Although it can cause punctured lungs, fractured ribs and severe bruising, failing to fully appraise a patient or their loved ones of their options is a breach of their human rights, the CQC warned.
The watchdog’s guidance states decisions on do not attempt cardiopulmonary resuscitation orders (DNACPRs) must never be dictated by blanket policies, must be free from discrimination, and not made on a clinician’s “subjective view of a person’s quality of life”.
But despite reminding care providers of their obligations, the CQC said it received evidence from staff and patients’ families that DNACPR orders had been applied without consultation.
The number of complaints it received about the orders jumped to 40 between March and September, compared to just nine similar complaints in the previous six months.
One carer told the CQC an on-call doctor had informed care home staff that if a resident were to catch Covid-19, a DNACPR order would automatically be put in place.
Another witness said some care homes and learning disability services had been told by GPs to place blanket orders on everyone in their care.
Some families of patients said they were not made aware such an order was in place until their relative was quite unwell.
Others said they had been told their loved one had agreed to a DNACPR order, but they had concerns over their understanding due to factors such as a lack of English or deafness.
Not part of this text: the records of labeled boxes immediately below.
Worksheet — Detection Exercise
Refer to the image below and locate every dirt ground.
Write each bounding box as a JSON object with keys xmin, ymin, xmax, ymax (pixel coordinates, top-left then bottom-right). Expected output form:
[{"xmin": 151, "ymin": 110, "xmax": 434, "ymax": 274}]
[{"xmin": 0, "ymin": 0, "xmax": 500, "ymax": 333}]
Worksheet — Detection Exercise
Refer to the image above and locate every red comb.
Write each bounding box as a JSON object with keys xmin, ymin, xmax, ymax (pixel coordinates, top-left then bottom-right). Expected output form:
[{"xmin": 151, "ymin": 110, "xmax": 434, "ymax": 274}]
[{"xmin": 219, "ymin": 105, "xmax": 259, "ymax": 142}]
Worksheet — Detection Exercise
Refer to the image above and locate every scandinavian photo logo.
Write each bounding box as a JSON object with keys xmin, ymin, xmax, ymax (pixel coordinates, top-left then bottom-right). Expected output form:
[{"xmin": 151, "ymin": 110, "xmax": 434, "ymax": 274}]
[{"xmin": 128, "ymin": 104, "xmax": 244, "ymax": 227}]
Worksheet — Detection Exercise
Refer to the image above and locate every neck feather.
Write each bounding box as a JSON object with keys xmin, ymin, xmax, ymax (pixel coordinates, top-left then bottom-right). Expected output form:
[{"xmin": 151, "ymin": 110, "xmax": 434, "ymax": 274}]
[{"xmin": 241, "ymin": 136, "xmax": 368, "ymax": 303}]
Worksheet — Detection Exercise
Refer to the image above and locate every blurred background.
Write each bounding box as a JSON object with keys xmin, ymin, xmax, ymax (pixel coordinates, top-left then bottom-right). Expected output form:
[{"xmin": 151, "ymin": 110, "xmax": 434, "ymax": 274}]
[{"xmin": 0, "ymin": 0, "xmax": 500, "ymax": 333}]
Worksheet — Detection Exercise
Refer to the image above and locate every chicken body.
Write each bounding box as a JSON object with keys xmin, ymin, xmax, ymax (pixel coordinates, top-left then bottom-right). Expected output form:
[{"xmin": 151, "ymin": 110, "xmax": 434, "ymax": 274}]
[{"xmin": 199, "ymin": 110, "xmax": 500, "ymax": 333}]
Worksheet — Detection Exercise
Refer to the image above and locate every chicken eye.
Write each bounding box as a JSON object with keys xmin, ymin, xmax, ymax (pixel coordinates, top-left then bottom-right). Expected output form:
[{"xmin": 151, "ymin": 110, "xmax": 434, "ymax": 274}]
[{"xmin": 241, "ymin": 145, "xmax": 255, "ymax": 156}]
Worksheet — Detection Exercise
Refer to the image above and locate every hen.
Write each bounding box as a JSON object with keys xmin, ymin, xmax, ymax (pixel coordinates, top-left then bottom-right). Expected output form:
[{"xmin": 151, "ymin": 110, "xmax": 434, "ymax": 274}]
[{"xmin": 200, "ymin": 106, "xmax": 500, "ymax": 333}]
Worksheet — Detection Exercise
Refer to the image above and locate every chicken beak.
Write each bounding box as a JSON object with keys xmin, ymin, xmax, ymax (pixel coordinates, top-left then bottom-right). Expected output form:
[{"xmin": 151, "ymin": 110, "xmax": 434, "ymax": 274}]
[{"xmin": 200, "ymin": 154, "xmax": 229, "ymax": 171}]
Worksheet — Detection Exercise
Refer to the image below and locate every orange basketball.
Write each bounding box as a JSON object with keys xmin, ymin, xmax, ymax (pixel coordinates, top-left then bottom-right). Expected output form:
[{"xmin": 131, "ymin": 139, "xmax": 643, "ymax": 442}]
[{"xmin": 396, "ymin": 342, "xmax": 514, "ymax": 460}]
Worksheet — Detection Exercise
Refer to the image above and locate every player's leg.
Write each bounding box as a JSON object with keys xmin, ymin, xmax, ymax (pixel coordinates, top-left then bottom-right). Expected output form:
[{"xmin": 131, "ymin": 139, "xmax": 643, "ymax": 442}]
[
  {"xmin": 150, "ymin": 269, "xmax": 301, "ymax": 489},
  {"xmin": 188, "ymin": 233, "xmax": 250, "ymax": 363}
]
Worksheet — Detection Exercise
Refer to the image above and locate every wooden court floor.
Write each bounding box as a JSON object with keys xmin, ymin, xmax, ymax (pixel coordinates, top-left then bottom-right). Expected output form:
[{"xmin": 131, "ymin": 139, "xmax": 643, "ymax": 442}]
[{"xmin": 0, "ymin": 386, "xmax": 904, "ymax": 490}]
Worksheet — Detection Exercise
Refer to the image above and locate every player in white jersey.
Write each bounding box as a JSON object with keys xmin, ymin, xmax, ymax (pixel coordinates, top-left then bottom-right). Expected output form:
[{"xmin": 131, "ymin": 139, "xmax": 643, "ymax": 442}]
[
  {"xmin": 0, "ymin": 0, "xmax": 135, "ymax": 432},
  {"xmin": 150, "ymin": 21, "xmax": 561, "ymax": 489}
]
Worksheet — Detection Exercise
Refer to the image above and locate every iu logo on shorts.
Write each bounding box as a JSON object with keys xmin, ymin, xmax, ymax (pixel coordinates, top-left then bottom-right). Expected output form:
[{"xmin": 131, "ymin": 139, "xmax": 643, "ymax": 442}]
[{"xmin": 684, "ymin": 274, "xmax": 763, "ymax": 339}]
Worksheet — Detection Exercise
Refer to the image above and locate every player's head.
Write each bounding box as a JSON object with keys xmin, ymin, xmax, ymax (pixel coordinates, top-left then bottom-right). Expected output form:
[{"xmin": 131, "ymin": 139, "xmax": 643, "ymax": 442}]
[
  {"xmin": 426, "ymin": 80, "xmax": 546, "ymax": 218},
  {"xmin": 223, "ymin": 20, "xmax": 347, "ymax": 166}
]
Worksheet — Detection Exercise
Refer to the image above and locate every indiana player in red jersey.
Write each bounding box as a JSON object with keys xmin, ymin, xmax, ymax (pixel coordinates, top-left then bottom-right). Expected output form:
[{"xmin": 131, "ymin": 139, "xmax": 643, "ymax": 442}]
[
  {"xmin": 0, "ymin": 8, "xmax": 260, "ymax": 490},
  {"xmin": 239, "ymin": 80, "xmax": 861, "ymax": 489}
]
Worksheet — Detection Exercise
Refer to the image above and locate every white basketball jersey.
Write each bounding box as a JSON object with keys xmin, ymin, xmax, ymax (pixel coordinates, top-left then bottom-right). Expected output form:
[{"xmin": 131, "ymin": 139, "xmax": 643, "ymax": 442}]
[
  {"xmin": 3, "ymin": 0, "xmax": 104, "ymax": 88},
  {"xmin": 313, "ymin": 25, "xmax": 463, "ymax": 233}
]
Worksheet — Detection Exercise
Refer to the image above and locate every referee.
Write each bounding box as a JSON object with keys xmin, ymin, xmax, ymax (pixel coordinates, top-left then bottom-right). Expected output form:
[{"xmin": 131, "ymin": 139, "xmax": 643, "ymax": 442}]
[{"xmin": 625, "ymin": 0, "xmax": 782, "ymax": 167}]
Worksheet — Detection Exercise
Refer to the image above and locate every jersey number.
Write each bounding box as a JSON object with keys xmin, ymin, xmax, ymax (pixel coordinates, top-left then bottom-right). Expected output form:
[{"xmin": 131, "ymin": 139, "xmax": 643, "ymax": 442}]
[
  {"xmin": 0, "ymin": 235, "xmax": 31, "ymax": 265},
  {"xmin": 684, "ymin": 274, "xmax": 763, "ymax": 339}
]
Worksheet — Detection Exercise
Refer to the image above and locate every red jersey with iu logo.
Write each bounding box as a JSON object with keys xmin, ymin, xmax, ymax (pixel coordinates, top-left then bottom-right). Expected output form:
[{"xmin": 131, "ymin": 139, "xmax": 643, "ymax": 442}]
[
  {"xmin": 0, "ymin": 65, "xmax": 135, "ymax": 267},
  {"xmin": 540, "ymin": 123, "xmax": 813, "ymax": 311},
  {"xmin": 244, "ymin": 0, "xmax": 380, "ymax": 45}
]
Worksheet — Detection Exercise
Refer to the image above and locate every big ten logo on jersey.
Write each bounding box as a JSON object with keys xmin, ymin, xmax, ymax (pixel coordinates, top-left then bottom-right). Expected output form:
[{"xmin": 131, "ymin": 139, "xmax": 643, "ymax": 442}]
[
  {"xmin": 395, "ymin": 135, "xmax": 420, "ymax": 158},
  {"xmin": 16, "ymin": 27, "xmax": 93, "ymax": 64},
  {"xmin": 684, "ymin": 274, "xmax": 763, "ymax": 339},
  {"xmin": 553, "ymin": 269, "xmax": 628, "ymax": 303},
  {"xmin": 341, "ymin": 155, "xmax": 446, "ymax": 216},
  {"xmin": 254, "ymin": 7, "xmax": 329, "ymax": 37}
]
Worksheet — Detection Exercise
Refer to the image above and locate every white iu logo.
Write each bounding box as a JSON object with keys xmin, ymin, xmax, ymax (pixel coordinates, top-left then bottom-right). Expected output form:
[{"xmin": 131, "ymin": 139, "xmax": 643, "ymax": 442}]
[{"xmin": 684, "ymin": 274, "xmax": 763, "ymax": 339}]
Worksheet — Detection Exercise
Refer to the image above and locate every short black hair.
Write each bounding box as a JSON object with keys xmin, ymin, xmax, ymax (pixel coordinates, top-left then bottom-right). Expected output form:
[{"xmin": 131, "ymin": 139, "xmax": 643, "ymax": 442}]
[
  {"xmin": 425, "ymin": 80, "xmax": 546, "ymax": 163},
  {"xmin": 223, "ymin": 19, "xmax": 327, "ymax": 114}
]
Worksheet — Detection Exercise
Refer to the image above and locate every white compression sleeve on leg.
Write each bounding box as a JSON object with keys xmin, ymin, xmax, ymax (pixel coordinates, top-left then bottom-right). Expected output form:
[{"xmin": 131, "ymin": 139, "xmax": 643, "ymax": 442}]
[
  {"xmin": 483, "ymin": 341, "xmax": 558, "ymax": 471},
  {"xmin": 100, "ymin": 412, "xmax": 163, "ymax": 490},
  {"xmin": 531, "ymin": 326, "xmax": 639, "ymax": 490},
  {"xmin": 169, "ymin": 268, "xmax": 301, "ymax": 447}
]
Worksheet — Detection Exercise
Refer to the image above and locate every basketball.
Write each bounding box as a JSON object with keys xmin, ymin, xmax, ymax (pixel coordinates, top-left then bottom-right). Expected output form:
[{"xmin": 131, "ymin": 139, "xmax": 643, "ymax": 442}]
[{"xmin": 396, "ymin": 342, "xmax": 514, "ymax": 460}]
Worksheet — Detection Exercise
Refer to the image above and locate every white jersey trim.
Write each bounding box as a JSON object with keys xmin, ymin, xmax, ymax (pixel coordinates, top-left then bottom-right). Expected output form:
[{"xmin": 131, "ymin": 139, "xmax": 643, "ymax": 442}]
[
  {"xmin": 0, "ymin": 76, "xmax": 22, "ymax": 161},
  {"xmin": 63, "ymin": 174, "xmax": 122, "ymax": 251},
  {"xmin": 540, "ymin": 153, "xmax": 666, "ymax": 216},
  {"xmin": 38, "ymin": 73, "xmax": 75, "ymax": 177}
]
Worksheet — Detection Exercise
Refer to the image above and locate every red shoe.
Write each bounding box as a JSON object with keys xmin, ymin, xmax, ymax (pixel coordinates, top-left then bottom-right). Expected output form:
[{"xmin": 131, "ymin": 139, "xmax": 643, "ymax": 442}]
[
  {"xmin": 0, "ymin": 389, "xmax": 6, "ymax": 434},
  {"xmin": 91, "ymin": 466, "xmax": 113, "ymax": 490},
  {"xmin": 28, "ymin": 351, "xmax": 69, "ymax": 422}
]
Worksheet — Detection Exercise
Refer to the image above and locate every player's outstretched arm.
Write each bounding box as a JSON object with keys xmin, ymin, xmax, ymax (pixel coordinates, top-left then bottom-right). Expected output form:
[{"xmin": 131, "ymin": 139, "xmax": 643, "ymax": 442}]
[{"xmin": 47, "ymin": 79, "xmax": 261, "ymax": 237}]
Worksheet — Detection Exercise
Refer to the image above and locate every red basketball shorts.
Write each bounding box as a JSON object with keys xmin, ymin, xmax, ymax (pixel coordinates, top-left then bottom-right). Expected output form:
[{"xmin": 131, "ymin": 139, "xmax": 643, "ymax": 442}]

The CQC also found examples of routine care not being provided in homes, such as an ambulance or doctor not being called, due to the existence of the do not resuscitate order.
Inappropriate DNACPR notices may still be on people’s files, the CQC said.
Rosie Benneyworth, chief inspector of primary medical services and integrated care at the CQC, said: “It is unacceptable for clinical decisions – decisions which could dictate whether someone’s loved one gets the right care when they need it most – to be applied in a blanket approach to any group of people.”
An NHS spokeswoman said: “The NHS has repeatedly instructed local clinicians that the blanket application of DNRs would be totally unacceptable and that access to treatment and care for people with learning disabilities and autism should always be made on an individual basis and in consultation with family and carers.”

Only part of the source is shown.